AMS Elections 2020//

Candidate profile: Snow Wang, Senate

As a newcomer to the Senate without any student government experience, Snow Wang has three main goals: implementing a fall reading break, improving course evaluation surveys and eliminating scaling or down-curving.

In this year’s election, Wang is one of nine students — six of whom are non-incumbents — who are seeking election to five Senator-at-Large positions.

As a newcomer, Wang has a muddled understanding of the role of both the Senate itself and student senators, which is not unlike some of her other non-incumbent competitors.

In her interview, she thought that the Senate was a part of the AMS. Despite articulating three platform points, Wang has not provided much detail about how she plans on implementing those goals in her interview or in the debates.

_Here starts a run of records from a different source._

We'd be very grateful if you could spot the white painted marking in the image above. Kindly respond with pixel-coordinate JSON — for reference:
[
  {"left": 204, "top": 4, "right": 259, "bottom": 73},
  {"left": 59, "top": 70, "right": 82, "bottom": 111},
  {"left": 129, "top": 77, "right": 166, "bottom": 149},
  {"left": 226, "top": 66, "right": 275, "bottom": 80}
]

During debates, her main talking point was student consultation, although she was unfamiliar with the way the Senate currently does those consultations and incorporates student voices into its work.

Wang also echoed a sentiment raised in the first debate by other potential Senate newcomers about increasing student awareness of the Senate during her interview. She says that she first learned about it herself from a friend and is still learning.

“I want to make sure that … every student [can] know about the Senate, and what actually the Senate can do for them,” she said, without naming any feasible or specific initiatives.

She raised the idea of adding incentives for students to complete their course evaluations, but was unclear in her interview about whether this was in reference to evaluations administered by the university or surveys that individual professors choose to give out.

In her platform on the AMS website, she specifies adjusting TA evaluations to be sorted by numbers rather than “shading circles.”

“Many of students including me found it’s easy to mix up between Strongly Agree and Strongly disagree options on the TA evaluation form. Hence, the new evaluation form I am suggesting include filling in actual numbers on a scale of 1-5,” reads her platform.

Wang also has a platform point of introducing a new academic grading scale. But, scaling policies do not fall under the work of the Senate and are up to the discretion of departments.

When asked to explain which committees she would sit on to work on any of her goals, Wang was unable to name any Senate committees, both in the Great Debate and her interview. She was also unaware of Senate policies and was unable to name any that she’d like to work on if elected.

Wang did say that her main reason for running is because she believes that she can listen to “a lot of students, no matter domestic students or international students.”

“As a student, the core is study and the Senate is really related to [studying], and I think the Senate could do most of the things that are related to the students' life and can help them to do much better.”